Dopo la realizzazione di quest'album (pare anche durante), Dennis si dedicò ad un altro progetto dal titolo Bambu, che però non ultimò mai. Molte tracce tratte da quelle session sono fortunatamente state pubblicate in una versione rimasterizzata di Pacific Ocean Blue, permettendoci così di ascoltare altri brani che poco hanno da invidiare a quelli presenti in questo album (da segnalare l'incompleta Holy Man cantata da un vocalmente molto somigliante Taylor Hawkins, che fa un ottimo lavoro, e lo dico da NON fan dei Foo Fighters).
Un album, questo, che è per me uno dei pochissimi esempi di musica spudoratamente americana che riesce a colpirmi, piacermi, emozionarmi. Le composizioni sono semplici, ciò che però rende l'album estremamente interessante sono gli arrangiamenti spesso audaci, ma mai fuori luogo, e l'interpretazione vocale di Dennis quasi sempre sofferta, intensa, che spesso sembra quasi regredire ad un'innocenza infantile nell'uso di poche, semplici parole per andare dritto al punto. Dicevo all'inizio che lo trovo un album divisivo, mi spiego meglio. Lo ascoltai già anni fa, e non mi piacque; quando però ci tornai lo scorso anno mi colpì come pochissimi altri. Perchè mai? Io credo che qui, più che in altri casi, conti l'immedesimazione nei testi e nelle atmosfere. Credo che per amare un album simile sia necessario essere in un "luogo" nella propria vita in cui gli argomenti qui presenti e il modo in cui sono esposti, oltre che il punto di vista, "risuoni" con noi. Non credo sia un album apprezzabile appieno senza immedesimazione insomma, seppur possa piacere anche ad un livello più superficiale. Trovo però, ed ecco che si spiega il termine "divisivo", che sia più facile che lasci indifferenti gli ascoltatori in caso manchi la "connessione" di cui sopra, spesso causando quindi l'idea di un album "sopravvalutato", secondo me ingiusta.

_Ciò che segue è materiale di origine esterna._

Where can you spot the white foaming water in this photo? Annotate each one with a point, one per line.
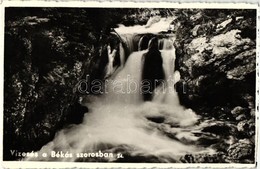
(162, 25)
(120, 121)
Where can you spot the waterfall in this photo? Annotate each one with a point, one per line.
(119, 121)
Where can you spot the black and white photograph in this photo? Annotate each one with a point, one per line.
(130, 85)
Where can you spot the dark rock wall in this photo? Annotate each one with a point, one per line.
(216, 57)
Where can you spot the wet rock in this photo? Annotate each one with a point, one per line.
(239, 110)
(246, 128)
(243, 149)
(203, 158)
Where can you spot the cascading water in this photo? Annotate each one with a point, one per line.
(124, 127)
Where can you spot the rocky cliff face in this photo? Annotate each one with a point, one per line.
(216, 57)
(47, 52)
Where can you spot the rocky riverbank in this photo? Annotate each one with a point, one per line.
(216, 57)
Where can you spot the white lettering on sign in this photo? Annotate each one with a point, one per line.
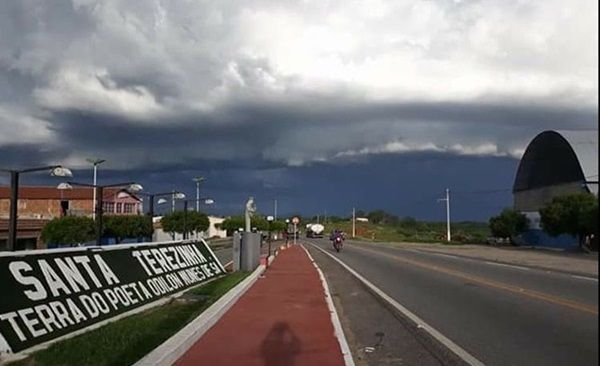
(16, 268)
(164, 260)
(61, 276)
(73, 291)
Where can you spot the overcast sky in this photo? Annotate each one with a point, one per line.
(323, 105)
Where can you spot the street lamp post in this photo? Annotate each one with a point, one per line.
(269, 220)
(198, 180)
(447, 200)
(131, 187)
(55, 170)
(95, 163)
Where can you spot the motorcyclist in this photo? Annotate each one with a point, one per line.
(335, 234)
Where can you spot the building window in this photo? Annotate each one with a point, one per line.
(109, 207)
(64, 207)
(129, 208)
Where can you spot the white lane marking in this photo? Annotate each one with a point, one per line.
(458, 350)
(585, 278)
(446, 255)
(337, 325)
(507, 265)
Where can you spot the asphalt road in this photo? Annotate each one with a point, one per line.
(502, 315)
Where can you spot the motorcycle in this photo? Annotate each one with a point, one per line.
(338, 243)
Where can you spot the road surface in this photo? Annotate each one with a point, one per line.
(500, 314)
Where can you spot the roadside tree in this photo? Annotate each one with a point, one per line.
(194, 221)
(72, 230)
(575, 214)
(508, 224)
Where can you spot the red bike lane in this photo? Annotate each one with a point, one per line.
(283, 319)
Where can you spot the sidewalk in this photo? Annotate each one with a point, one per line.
(282, 320)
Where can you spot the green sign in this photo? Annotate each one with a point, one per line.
(50, 293)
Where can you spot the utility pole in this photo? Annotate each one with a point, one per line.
(353, 222)
(447, 199)
(95, 163)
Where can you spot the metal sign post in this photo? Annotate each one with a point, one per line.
(295, 221)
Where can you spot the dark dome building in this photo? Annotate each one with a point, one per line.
(555, 163)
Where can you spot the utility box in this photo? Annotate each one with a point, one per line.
(237, 245)
(246, 251)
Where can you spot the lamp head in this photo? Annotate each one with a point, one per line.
(64, 185)
(61, 171)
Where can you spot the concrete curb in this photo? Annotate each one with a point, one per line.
(173, 348)
(337, 325)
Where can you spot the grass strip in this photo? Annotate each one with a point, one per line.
(127, 340)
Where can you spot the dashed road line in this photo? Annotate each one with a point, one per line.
(507, 265)
(585, 278)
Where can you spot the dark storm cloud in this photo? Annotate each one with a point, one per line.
(279, 99)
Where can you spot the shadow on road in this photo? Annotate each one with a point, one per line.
(280, 346)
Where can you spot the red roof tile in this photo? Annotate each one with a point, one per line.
(43, 193)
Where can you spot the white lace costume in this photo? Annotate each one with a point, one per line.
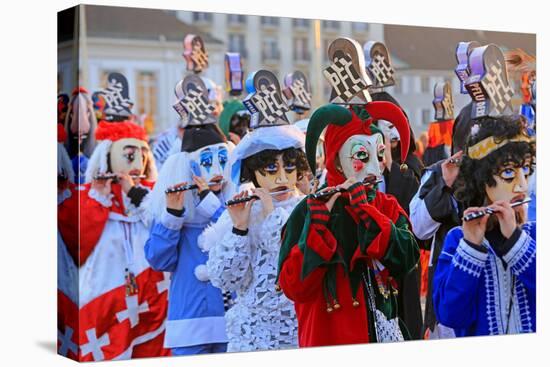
(262, 318)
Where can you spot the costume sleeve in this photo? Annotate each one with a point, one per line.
(432, 205)
(456, 281)
(161, 248)
(210, 207)
(319, 239)
(94, 213)
(390, 242)
(402, 185)
(522, 257)
(229, 257)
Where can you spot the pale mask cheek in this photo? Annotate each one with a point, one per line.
(353, 167)
(502, 191)
(127, 156)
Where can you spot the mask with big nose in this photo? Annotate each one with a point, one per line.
(360, 155)
(128, 156)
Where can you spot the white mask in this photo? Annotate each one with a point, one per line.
(387, 128)
(360, 155)
(129, 156)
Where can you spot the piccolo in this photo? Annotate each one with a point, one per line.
(114, 177)
(326, 194)
(254, 197)
(489, 211)
(189, 187)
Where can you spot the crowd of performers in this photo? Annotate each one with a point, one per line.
(260, 233)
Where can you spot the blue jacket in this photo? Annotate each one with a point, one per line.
(472, 288)
(195, 307)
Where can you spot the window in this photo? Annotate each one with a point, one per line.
(301, 49)
(425, 84)
(202, 17)
(270, 49)
(300, 23)
(103, 77)
(324, 51)
(331, 24)
(270, 21)
(146, 93)
(236, 19)
(237, 43)
(426, 116)
(360, 27)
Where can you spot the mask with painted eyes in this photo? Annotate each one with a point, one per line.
(129, 156)
(387, 128)
(210, 161)
(278, 176)
(360, 156)
(512, 182)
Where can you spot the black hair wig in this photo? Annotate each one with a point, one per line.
(475, 175)
(259, 161)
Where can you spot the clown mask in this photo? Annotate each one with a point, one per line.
(278, 176)
(511, 183)
(388, 129)
(209, 163)
(360, 156)
(129, 156)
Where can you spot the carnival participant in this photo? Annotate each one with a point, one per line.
(80, 123)
(440, 130)
(196, 321)
(339, 257)
(435, 209)
(485, 280)
(400, 177)
(122, 299)
(245, 242)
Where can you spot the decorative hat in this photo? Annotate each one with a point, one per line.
(230, 108)
(194, 53)
(443, 101)
(264, 100)
(196, 112)
(233, 74)
(297, 92)
(488, 82)
(462, 70)
(272, 128)
(378, 65)
(347, 74)
(117, 98)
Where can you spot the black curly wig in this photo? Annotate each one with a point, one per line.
(475, 175)
(259, 161)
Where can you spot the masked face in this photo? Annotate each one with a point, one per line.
(209, 163)
(278, 176)
(129, 156)
(360, 156)
(511, 182)
(389, 130)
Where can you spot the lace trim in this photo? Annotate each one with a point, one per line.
(468, 259)
(106, 201)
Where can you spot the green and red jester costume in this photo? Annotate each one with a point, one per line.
(325, 255)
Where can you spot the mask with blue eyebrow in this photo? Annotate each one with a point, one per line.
(210, 161)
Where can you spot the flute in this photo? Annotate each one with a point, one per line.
(189, 187)
(328, 193)
(254, 197)
(114, 177)
(489, 211)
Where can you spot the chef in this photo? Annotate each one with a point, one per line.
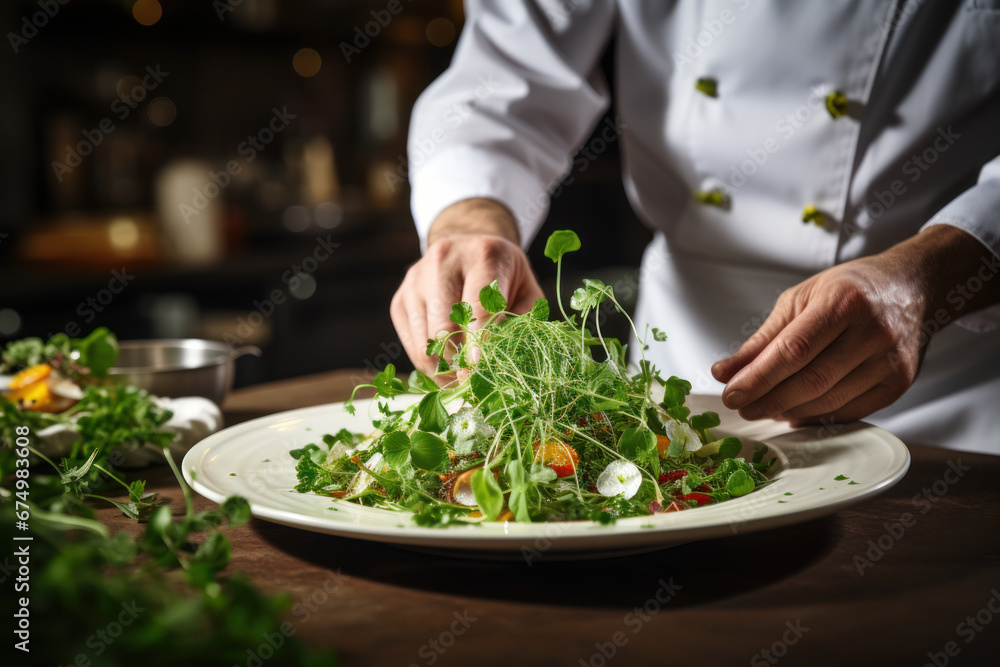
(823, 181)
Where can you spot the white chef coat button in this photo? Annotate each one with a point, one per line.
(707, 85)
(713, 197)
(836, 104)
(811, 214)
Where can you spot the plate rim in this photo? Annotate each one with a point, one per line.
(462, 538)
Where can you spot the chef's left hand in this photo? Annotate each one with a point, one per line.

E dispiace parecchio, ascoltando Pacific Ocean Blue e le tracce di Bambu, di aver perso Dennis così presto, proprio quando la sua identità artistica era sbocciata, prima di un declino tra droghe e problemi personali che lo accompagnarono nella sua triste, seppur poetica in un certo senso, fine.
Un album che chiunque dovrebbe ascoltare, e che meriterebbe un 10 se solo mi lasciassi andare a ciò che mi trasmette, ma che più oggettivamente (anche a causa di brani sparsi un po' meno efficaci), si merita almeno un 8,5 - 9.